Ask Me Help Desk - Raoult's Law Related

At 35 degrees Celsius, the vapor pressure of a compound 'A' is 512mm Hg and of acetone is 344mm Hg. A solution of compound 'A' and acetone in which the mole fraction of compound 'A' is 0.25 has a total vapor pressure of 600mm Hg. Which of the following statements is true for this system and why?

A) A mixture of 100ml of acetone and 100ml of 'A' has a volume of 200ml.

B) When acetone and 'A' are mixed at 35 degrees Celsius, heat is absorbed.

C) When acetone and 'A' are mixed at 35 degrees Celsius, heat is released.

D) A mixture of 100ml of acetone and 100ml of 'A' will have a volume less than 200ml.

I'm don't understand this question...

Raoult's law says that the vapor pressure of the entire system is equal to the sum of the vapor pressures of the pure components times its mole fraction.

$P_t = P_1X_1 + P_2X_2 + ...$

where $P_t$ is the total pressure in the system,
$P_1]$ is the vapor pressure of pure substance #1 and $X_1$ is its mole fraction in the mixture,
and
$P_2]$ is the vapor pressure of pure substance #1 and $X_2$ is its mole fraction in the mixture, and so on.

Of course, this is only valid at the temperature at which $P_1 and P_2$ are measured, and it is only strictly valid for "ideal gases."

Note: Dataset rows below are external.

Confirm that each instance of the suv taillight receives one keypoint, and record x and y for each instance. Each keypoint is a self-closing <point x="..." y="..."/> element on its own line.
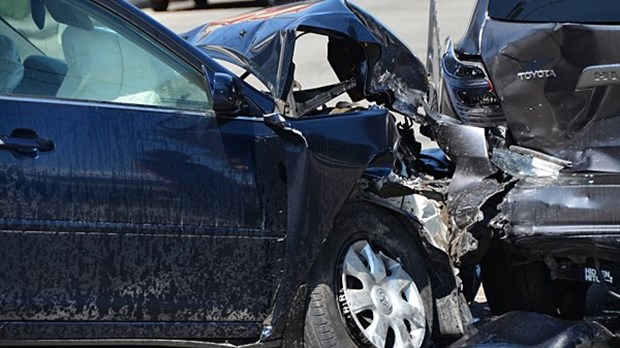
<point x="471" y="92"/>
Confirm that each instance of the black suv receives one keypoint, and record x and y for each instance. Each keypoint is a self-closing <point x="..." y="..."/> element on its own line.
<point x="530" y="94"/>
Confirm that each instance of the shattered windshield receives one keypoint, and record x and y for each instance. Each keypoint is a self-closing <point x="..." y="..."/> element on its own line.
<point x="577" y="11"/>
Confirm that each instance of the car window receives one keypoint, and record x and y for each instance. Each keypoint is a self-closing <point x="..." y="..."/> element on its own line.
<point x="73" y="49"/>
<point x="577" y="11"/>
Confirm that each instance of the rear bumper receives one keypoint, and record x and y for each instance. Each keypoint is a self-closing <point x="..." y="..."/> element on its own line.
<point x="573" y="216"/>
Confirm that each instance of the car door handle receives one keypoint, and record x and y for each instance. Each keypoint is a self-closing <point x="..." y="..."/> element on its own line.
<point x="26" y="142"/>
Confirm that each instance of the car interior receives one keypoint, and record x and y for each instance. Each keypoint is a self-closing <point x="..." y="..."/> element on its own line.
<point x="68" y="54"/>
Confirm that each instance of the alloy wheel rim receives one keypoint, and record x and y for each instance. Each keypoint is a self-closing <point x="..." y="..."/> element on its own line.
<point x="381" y="300"/>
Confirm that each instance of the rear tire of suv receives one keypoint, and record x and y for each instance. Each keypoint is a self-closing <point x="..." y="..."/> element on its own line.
<point x="369" y="285"/>
<point x="529" y="287"/>
<point x="159" y="5"/>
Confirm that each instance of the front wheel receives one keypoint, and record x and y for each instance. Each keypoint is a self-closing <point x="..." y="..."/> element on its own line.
<point x="370" y="286"/>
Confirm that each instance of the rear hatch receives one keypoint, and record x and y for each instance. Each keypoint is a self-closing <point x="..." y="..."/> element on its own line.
<point x="555" y="66"/>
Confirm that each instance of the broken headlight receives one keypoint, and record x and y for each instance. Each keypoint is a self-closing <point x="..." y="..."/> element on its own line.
<point x="470" y="91"/>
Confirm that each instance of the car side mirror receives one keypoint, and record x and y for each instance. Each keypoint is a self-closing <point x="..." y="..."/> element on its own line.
<point x="227" y="94"/>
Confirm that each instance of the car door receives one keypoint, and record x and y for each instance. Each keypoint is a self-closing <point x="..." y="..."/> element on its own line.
<point x="123" y="197"/>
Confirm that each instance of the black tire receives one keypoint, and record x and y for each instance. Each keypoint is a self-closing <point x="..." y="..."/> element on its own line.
<point x="159" y="5"/>
<point x="528" y="287"/>
<point x="329" y="320"/>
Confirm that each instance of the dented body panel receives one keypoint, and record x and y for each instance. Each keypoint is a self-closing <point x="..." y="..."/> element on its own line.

Judging from the question, first calculate the expected total vapor pressure using Raoult's law. I'll give you a hint. It's not even close to 600 mm. This should be obvious since the vapor pressures of both pure substances are less than 600 mm. So, you have to try and figure out what is happening. Once you do that, evaluate the four answers and determine which one is correct. (A couple of the possibilities look like they're just trying to throw you off the track).

Quote:

Originally Posted by Perito

Raoult's law says that the vapor pressure of the entire system is equal to the sum of the vapor pressures of the pure components times its mole fraction.

$P_t = P_1X_1 + P_2X_2 + ...$

where $P_t$ is the total pressure in the system,
$P_1]$ is the vapor pressure of pure substance #1 and $X_1$ is its mole fraction in the mixture,
and
$P_2]$ is the vapor pressure of pure substance #1 and $X_2$ is its mole fraction in the mixture, and so on.

Of course, this is only valid at the temperature at which $P_1 and P_2$ are measured, and it is only strictly valid for "ideal gases."

So, if we consider temperature to be constant, then that strikes out options B & C..
And as this is a nonideal solution, the sum of initial volumes can't be equal to final volume of mixture.
So is the correct option D?

I'm not sure why you'd assume the temperature to be constant.

Option D) is probably true in any case, but I'm not sure you have enough information to verify that here. Heck, I'm not sure you have enough information to say any of the four is true, but I wouldn't have picked D)

Quote:

Originally Posted by Perito

I'm not sure why you'd assume the temperature to be constant.

Option D) is probably true in any case, but I'm not sure you have enough information to verify that here. Heck, I'm not sure you have enough information to say any of the four is true, but I wouldn't have picked D)

Then, maybe, the correct option is A because the rest of them indicate a nonideal solution, while A indicates an ideal solution. That's the best I can guess...

I would assume that a spontaneous chemical reaction had taken place and therefore, heat is released. In this case, I would assume that the total volume would be less than 200 mL (but probably not by very much).

I will state, however, that the problem can be ambiguous. There may be factors that I've forgotten in my years as a chemist, or that I never learned ;-)

Quote:

Originally Posted by Perito

I would assume that a spontaneous chemical reaction had taken place and therefore, heat is released. In this case, I would assume that the total volume would be less than 200 mL (but probably not by very much).

I will state, however, that the problem can be ambiguous. There may be factors that I've forgotten in my years as a chemist, or that I never learned ;-)

No prob, actually I was solving some past exam papers and found this weird question among others.